Supplementary Materials
The conditioned media of cells that received NHS (NHS-CM) showed a small (8%; 39% if controls are subtracted) but significant (p<0.05) increase in VEGF-A compared to cells receiving heat inactivated media (HIS-CM). VEGF concentration in medium alone with NHS and HIS are also depicted. NS, non-significant; *, p<0.05.

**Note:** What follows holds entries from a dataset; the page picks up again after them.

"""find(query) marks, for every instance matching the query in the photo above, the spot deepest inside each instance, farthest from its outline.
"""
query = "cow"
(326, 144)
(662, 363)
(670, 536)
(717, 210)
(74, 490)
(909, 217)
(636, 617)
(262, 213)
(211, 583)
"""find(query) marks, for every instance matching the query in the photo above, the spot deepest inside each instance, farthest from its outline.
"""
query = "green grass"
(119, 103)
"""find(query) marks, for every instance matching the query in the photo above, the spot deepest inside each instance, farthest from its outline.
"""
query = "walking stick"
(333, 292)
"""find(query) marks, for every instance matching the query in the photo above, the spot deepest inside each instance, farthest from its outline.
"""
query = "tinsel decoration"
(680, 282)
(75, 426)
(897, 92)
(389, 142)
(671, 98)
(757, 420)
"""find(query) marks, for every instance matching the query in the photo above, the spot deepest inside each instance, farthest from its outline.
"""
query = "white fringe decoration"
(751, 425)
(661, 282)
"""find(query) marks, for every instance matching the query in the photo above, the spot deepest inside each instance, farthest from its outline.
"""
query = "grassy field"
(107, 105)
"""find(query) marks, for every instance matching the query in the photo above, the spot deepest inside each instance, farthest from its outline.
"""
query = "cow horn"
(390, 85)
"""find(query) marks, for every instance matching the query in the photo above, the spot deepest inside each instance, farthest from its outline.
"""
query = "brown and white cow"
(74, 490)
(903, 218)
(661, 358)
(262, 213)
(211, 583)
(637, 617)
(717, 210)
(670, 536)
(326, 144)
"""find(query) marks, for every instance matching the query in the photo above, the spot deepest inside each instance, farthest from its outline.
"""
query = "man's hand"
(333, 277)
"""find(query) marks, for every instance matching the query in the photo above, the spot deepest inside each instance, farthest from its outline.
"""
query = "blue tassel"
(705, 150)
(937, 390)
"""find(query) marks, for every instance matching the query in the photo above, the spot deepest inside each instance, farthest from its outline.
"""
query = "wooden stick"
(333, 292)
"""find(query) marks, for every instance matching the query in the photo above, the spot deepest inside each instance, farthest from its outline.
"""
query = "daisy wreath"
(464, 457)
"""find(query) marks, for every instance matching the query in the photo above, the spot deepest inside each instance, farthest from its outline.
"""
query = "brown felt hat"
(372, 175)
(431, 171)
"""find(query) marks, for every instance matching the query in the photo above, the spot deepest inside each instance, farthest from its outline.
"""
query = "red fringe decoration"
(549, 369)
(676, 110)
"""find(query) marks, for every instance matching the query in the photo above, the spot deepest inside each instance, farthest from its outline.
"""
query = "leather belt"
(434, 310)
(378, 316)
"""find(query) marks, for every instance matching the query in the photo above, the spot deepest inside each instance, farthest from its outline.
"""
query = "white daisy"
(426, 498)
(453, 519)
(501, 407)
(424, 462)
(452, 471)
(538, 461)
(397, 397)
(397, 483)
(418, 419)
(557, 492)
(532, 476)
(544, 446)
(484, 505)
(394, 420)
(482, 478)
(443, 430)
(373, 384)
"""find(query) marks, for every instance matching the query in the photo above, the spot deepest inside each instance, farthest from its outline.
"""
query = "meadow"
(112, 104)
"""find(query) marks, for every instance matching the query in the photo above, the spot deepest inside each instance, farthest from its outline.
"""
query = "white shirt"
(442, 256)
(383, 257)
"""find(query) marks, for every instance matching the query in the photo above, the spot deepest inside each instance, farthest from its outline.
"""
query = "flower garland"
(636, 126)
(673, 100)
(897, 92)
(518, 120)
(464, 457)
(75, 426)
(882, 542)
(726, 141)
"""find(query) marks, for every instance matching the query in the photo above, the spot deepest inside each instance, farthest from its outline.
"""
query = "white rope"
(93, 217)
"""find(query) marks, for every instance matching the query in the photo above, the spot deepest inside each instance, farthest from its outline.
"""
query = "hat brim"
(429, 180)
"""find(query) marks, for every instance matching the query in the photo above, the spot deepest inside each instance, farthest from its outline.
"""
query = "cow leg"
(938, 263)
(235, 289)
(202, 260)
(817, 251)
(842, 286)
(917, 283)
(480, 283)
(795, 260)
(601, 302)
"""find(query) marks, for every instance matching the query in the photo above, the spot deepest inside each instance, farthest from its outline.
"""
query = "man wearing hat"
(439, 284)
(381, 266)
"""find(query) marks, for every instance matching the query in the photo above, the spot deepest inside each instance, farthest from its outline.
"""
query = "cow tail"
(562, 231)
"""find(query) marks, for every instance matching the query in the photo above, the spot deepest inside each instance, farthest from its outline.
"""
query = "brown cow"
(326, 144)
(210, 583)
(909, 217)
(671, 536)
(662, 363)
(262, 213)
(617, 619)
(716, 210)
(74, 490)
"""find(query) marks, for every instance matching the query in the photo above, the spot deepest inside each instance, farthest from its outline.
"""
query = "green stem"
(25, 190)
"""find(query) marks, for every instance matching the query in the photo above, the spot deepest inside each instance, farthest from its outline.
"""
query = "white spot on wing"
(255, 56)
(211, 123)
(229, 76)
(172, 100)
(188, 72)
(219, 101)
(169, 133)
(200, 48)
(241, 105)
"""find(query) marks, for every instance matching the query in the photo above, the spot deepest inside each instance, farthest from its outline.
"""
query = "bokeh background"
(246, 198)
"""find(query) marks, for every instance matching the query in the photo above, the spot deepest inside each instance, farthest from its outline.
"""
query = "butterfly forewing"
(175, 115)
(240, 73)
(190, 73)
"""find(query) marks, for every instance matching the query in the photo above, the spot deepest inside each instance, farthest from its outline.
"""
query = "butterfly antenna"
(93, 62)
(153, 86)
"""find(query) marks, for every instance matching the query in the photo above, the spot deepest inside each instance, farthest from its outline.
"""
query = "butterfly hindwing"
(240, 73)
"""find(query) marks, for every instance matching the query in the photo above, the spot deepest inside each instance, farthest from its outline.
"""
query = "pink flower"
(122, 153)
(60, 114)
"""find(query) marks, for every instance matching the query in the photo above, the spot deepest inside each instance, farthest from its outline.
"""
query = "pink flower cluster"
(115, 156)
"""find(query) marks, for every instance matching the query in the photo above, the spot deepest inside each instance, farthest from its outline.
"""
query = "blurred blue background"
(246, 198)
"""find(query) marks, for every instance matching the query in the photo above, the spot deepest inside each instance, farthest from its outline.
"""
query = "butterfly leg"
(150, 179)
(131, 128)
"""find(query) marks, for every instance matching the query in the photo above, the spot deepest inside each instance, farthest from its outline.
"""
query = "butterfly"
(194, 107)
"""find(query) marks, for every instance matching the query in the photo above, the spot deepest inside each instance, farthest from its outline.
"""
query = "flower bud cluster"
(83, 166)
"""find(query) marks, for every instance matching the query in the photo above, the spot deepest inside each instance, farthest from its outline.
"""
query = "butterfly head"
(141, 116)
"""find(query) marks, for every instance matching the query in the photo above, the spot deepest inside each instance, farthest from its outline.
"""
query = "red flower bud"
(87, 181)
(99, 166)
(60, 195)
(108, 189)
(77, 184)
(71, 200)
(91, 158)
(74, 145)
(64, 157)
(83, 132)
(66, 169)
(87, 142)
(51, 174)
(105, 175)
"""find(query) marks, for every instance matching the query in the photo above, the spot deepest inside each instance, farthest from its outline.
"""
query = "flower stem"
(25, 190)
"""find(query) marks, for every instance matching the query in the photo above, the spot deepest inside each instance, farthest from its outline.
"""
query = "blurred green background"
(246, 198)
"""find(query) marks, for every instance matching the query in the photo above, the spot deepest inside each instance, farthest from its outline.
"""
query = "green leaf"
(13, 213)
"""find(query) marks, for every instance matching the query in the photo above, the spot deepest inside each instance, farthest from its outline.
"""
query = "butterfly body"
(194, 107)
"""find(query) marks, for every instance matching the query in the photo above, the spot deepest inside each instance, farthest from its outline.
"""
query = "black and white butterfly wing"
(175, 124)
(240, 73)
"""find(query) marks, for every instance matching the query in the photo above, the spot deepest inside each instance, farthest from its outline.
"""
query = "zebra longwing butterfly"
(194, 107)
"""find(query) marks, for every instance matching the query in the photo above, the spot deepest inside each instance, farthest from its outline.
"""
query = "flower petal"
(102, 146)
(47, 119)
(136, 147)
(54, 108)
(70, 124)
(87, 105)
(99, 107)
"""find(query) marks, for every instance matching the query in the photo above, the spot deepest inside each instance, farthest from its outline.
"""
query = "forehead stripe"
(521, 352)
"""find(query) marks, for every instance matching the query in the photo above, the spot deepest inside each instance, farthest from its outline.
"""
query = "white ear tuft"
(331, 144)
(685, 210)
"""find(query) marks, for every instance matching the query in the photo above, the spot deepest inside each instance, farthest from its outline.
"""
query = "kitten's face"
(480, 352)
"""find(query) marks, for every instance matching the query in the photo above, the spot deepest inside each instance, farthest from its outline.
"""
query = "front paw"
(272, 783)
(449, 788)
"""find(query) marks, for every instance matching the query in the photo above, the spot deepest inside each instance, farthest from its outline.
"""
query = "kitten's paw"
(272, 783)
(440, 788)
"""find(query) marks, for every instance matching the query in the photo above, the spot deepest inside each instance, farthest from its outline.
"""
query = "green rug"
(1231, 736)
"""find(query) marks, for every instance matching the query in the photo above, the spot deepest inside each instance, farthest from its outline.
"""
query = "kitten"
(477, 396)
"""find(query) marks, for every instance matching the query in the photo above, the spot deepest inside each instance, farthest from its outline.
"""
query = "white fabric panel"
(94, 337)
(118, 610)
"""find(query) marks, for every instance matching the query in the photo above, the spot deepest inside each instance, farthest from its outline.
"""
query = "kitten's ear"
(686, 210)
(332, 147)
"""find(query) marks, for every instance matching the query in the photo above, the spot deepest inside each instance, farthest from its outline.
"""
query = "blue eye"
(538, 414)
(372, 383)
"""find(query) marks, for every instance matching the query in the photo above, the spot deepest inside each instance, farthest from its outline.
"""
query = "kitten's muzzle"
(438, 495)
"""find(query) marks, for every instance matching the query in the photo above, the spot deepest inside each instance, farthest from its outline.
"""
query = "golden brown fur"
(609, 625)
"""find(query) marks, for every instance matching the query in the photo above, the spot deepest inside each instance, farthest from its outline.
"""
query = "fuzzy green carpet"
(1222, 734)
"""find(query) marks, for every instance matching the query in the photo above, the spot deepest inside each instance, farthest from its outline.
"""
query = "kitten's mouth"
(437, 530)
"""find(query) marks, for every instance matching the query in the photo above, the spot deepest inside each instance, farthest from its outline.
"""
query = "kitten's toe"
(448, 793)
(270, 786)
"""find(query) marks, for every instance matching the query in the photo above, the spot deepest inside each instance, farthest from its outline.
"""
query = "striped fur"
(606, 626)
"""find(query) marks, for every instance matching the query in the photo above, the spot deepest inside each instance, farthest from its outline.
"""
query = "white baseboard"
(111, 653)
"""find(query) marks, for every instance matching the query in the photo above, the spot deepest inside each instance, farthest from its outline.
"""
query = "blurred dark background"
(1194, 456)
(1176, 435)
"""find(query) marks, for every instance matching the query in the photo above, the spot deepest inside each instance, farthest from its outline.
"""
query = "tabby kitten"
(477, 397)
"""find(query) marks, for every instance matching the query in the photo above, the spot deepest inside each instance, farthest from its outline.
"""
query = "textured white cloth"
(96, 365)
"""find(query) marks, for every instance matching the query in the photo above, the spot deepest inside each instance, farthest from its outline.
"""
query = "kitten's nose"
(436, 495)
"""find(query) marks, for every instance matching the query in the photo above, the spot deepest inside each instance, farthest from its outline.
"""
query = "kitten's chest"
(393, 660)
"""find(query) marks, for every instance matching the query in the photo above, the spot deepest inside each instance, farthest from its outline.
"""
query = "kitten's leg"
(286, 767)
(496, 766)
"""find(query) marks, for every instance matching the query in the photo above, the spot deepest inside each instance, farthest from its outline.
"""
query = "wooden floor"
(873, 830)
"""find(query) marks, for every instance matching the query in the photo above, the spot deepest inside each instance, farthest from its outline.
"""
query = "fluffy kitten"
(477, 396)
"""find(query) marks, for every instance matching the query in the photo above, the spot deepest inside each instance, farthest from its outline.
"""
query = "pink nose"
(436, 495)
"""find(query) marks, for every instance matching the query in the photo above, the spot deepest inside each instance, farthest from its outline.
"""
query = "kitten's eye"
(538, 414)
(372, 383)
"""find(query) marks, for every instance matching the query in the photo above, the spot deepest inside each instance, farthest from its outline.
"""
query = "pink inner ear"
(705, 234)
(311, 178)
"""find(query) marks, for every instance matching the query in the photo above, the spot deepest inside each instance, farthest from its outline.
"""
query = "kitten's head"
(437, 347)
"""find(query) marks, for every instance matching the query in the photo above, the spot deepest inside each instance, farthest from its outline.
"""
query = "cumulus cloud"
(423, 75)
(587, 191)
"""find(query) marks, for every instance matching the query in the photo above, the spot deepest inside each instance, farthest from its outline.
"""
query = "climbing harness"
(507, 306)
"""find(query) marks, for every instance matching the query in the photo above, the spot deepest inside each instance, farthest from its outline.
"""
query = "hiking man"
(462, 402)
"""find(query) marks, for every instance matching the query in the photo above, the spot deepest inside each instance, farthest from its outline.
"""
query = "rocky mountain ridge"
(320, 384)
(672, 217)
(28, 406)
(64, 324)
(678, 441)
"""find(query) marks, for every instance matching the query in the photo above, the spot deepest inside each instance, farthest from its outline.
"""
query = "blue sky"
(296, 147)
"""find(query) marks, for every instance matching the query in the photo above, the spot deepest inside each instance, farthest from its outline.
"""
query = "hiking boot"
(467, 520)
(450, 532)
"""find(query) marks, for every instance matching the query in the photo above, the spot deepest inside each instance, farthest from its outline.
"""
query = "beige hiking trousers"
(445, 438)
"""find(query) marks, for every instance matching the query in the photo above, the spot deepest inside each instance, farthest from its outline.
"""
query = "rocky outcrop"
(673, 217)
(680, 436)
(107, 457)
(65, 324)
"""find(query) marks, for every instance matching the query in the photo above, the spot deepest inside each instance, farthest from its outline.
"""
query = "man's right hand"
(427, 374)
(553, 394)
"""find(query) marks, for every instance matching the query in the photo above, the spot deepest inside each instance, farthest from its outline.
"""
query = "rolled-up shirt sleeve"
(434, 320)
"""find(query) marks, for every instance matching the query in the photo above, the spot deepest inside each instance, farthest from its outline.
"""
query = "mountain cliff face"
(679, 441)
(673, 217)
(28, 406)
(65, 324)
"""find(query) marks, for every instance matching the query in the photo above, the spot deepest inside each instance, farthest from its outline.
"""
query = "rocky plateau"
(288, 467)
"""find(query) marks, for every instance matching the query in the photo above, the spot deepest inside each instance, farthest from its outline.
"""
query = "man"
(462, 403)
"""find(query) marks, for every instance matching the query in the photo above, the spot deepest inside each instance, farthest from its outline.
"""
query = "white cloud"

Validation of Macaca mulatta origin of the RF/6A cells. Nucleotide counts from RF/6A RNA-Seq reads are shown at positions differing between rhesus and human ICAM1. The raw reads (FASTQ file) for one control sample was queried for exact matches to a 18 nt query sequence shared by rhesus and human ICAM1. Coordinates shown for rheMac2 (MMUL_1) chromosome 19.
Quantitative PCR confirmation of upregulated MMP9 expression following exposure to complement. Increased MMP9 expression at the RNA level was confirmed at 4 hours following 50% NHS exposure (> 9× fold change compared to HIS, p<0.05, normalized to RPL19). Similarly, C5-reconstitued serum showed increased MMP9 RNA compared to C5-deficient serum. Serum that was pre-activated with CVF, prior to exposing ECs, showed reduced MMP9 expression compared to NHS.